The scariest thought on earth - unreturned love. Even worse is not being loved in the way that you need it most. But who is wrong - you or the one who loves you? Are you wrong for not excepting the love the way it comes and expecting it to come the way you desire it? What is wrong with love that is given freely? Why am I so special to demand it be given to me in a certain way? Who am I to descide the right kind of love for me? How would I feel if my love was only recieved in sections. The "best cuts" of my choosing? How aragant is that? Who do we mere mortals think we are judging and picking apart love? The first gift given to us - in this life and the next - LOVE is pure and is best left uninterrupted.
Then does my problem lie in respect? Do I feel as though this may also have faults. This is an area of subjective thought. Our individual standards are unique. Non are the exact same no matter what the constituents believe. So where is the common ground? Where does the compromise and understanding begin? The problem: control and manipulation? How do know when it is or is not present? I believe that these things might be healthy in moderation just like jealousy - but where is line? Where do the two know that only good intentions are met and no malice is ever intended.

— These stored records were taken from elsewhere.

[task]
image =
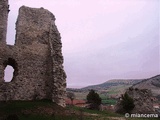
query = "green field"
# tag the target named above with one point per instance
(47, 110)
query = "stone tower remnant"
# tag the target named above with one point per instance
(36, 57)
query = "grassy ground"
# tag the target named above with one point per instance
(46, 110)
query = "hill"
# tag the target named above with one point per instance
(113, 83)
(152, 83)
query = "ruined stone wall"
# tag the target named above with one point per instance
(36, 58)
(3, 20)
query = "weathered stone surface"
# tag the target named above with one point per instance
(36, 58)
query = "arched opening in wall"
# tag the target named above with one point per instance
(8, 73)
(11, 70)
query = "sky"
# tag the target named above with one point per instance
(102, 39)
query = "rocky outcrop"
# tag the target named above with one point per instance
(143, 101)
(36, 58)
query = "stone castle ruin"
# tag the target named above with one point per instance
(36, 57)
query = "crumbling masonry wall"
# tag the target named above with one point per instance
(36, 57)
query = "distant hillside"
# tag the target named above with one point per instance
(113, 83)
(152, 83)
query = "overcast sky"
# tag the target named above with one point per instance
(102, 39)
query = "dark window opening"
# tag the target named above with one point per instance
(11, 70)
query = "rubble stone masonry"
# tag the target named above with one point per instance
(36, 57)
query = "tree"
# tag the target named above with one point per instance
(71, 96)
(127, 103)
(93, 99)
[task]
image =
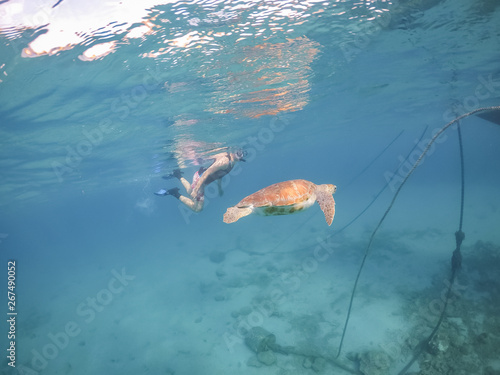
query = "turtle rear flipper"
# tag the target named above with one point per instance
(326, 202)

When love is true and genuine there should be no barriers or limitations. Do the people in the relationship place these obstacles in the path or are they drawn by an outside force - jealous bystandards? Is it these people who place doubts, limitations, confusion, and barriers made of fear to ruin what they themselves do not know or cannot have? When the outside voices become too much who do we lsiten to? - The one we love who might say anything to keep us near - Or the voice who might have unforseen alterior motives? Do we ever really know? Does it really matter?

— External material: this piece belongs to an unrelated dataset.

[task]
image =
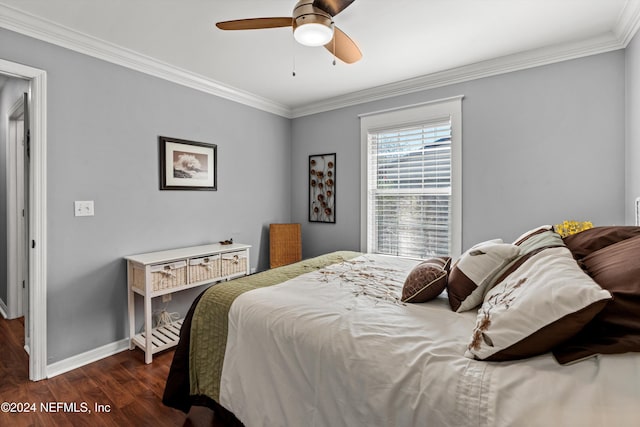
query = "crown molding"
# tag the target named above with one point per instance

We only have control over ourselves and any choices that are made bare the price of karma - good or bad. So does it really matter if our other half is unfaithful, untrue, or desceptive? Yes, if they are your true love then it could be argued that any character flaw or bad descision is a direct reflection of you. How? If they are your true love then they are a mirror image of you. Any blemish is then reflected on you, and you on them. You are no longer a single entity - you are an inseperable pair. Ying and Yang. Your triumphs bring you closer and your obstacles -- ? Where is the line in the sand? Where do you not cross? When has it reached the point that you begin to question the basis of the Love?

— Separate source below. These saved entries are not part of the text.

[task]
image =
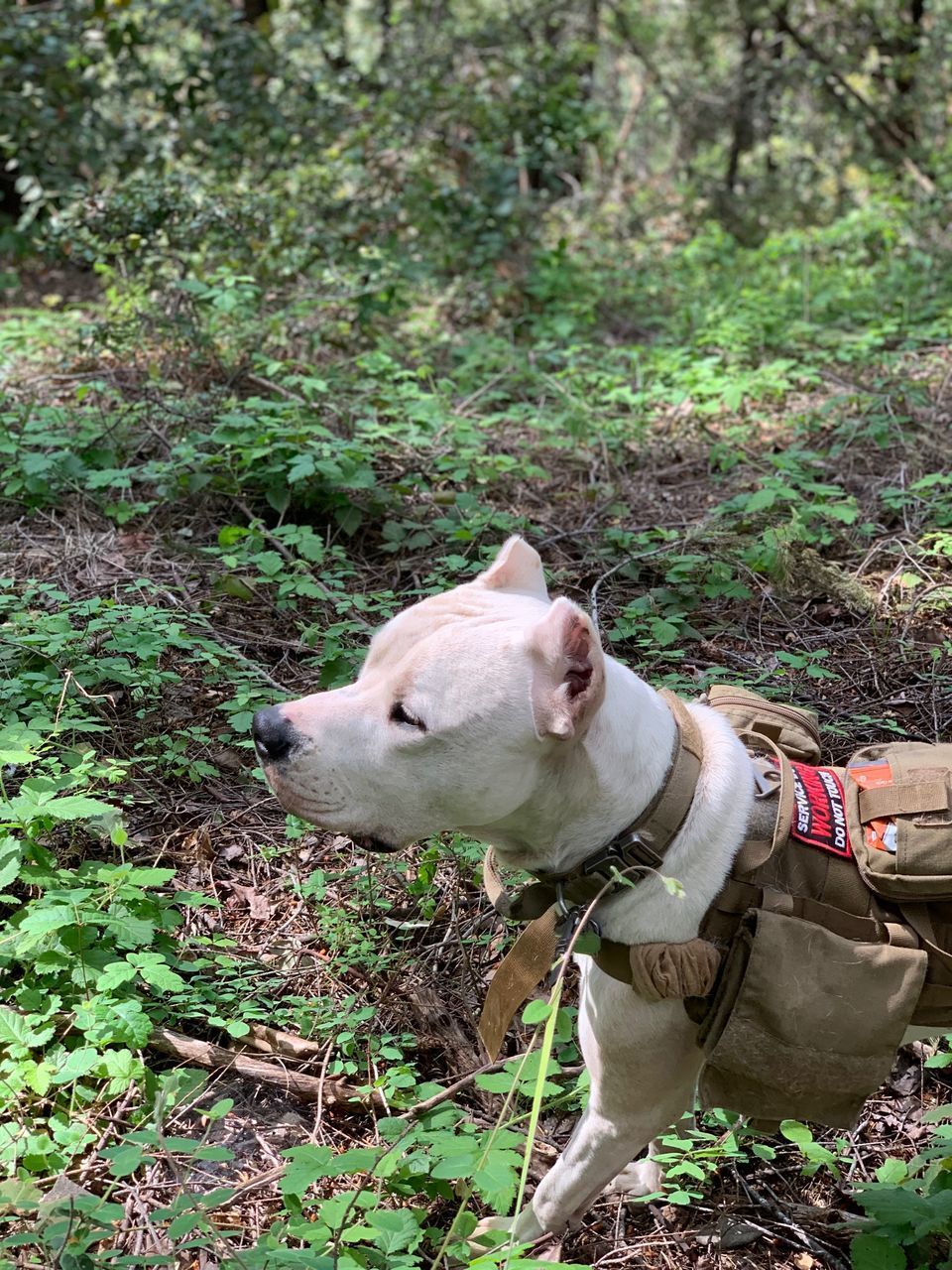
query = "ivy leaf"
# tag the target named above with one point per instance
(536, 1012)
(157, 971)
(306, 1166)
(114, 974)
(10, 858)
(398, 1230)
(76, 1064)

Where does loyalty fall into the equation? You must have loyalty for the pair and for each individual. So how do you keep the two in check when the balance begins to tilt? Whose job is it, and what is the par? If it is true love, then true happiness by individuals divided cannot happen. They are a pair and pair they must stay to enjoy the spoils and triumphs of life. Remember they are Ying and Yang. One cannot exist without the other and together they are unstoppable.
I will leave you with this - what is more admirable .... to sacrifiice and love true, or possibly ruin the best thing that has ever happened to you by following the current status quo and what the crowd dictates? What will you choose? What kind of love do have for your other half?
I will always love my other half. They maybe on the other side or just in the next room. We may disagree or make a passionate platform. I will never leave even though I might not be exactly with you. I love you always and nothing will ever change that.